Hollywood star Scarlett Johansson has said she was left “shocked” and “angered” after OpenAI launched a chatbot with an “eerily similar” voice to her own.
The actress said she had previously turned down an approach by the company to voice its new chatbot, which reads text aloud to users.
When the new model, called Sky, debuted last week commentators were quick to draw comparisons between the chatbot’s tone and Johansson’s in the 2013 film Her.
OpenAI said on Monday that it would remove the voice, but insisted that it was not meant to be an “imitation” of the star.
However, Johansson accused the company, and its founder Sam Altman, of deliberately copying her voice, in a statement released on Monday evening.
The actress, who has been nominated for two academy awards, said she had been initially approached by Mr Altman about voicing the new chatbot in September.
But she eventually rejected the offer for personal reasons, she said.

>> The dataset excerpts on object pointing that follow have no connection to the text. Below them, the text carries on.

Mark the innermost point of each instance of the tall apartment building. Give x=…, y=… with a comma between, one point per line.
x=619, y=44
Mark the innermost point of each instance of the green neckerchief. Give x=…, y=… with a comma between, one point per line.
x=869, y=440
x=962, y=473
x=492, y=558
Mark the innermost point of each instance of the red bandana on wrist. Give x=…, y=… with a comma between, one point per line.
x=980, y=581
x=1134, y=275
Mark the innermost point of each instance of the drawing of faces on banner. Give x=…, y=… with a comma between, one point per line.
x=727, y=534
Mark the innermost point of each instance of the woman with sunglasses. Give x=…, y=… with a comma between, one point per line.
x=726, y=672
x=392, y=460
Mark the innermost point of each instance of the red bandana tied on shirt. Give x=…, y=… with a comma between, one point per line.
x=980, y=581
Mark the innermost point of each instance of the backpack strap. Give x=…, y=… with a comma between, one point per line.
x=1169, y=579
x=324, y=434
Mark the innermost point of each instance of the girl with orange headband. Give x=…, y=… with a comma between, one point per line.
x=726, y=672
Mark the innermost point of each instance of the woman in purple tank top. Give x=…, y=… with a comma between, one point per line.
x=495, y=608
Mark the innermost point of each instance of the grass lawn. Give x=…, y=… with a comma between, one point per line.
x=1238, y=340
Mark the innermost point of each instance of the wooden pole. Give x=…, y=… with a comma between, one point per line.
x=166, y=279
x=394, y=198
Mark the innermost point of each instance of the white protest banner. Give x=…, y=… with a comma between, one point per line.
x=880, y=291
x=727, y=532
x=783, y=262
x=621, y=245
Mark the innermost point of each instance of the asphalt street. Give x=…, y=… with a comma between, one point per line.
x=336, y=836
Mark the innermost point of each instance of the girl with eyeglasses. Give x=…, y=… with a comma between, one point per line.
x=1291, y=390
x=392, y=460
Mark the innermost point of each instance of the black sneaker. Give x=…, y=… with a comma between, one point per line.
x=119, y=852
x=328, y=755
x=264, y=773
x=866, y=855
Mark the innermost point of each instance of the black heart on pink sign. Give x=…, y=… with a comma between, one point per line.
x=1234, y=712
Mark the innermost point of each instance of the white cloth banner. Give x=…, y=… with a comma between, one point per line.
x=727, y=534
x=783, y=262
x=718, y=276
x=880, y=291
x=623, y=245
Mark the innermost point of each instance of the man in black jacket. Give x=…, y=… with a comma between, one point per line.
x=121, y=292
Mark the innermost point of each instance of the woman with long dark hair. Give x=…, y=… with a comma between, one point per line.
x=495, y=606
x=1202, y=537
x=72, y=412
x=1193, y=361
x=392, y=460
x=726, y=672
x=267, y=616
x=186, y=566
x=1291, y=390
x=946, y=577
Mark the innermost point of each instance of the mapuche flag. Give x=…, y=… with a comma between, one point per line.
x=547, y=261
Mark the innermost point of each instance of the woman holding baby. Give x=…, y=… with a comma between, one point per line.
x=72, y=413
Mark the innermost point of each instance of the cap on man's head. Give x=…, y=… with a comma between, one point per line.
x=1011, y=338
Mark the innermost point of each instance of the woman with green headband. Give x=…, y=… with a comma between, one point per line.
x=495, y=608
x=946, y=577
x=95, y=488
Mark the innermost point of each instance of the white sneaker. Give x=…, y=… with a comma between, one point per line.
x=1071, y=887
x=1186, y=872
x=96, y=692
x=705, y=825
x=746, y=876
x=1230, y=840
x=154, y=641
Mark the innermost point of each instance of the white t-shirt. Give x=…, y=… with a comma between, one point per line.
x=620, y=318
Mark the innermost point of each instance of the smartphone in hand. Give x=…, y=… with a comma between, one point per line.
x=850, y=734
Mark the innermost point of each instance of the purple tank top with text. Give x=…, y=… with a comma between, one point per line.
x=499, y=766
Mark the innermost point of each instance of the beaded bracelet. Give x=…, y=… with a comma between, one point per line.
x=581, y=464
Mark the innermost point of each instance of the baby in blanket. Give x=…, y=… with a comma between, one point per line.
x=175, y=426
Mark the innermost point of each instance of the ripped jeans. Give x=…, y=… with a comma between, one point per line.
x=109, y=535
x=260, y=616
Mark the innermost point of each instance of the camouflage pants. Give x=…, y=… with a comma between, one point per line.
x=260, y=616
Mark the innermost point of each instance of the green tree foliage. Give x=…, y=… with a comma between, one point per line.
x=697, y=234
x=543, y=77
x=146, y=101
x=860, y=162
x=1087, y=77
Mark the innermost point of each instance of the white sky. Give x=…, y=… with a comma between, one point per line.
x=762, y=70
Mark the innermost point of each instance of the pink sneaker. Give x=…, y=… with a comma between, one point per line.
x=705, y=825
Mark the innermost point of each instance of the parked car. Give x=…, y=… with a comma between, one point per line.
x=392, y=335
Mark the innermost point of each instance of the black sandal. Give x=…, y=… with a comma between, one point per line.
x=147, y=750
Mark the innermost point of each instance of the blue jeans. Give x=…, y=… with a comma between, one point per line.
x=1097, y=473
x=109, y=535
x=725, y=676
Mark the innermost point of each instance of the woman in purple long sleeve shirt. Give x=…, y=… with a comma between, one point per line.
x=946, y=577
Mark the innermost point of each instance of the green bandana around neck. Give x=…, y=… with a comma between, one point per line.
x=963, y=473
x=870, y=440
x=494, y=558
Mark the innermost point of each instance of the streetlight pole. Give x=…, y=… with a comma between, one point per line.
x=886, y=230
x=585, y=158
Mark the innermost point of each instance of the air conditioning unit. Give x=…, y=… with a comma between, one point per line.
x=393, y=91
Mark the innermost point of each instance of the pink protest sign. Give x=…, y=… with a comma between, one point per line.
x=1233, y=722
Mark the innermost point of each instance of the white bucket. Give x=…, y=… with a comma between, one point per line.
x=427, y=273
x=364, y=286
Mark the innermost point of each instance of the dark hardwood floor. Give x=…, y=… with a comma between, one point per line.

Two days before the Sky chatbot was released, she added, Mr Altman contacted her agent, urging Johansson to reconsider her initial refusal to co-operate with the company.
Adding that she had been forced to hire lawyers, the actress said she had sent two legal letters to the company, to establish how the voice had been made.
Separately, the firm said it was “working to pause” the voice while it addressed questions about how it was chosen in a post on X, formerly Twitter.
In its blog post, OpenAI said the five voices used by its chatbot had been sampled from voice actors it partnered with.
Johansson’s legal threats come as the company faces several impending lawsuits.
In December, the New York Times said it planned to launch a lawsuit against the corporation over allegations that it had used “millions” of articles published by the media organisation to train its ChatGPT AI model.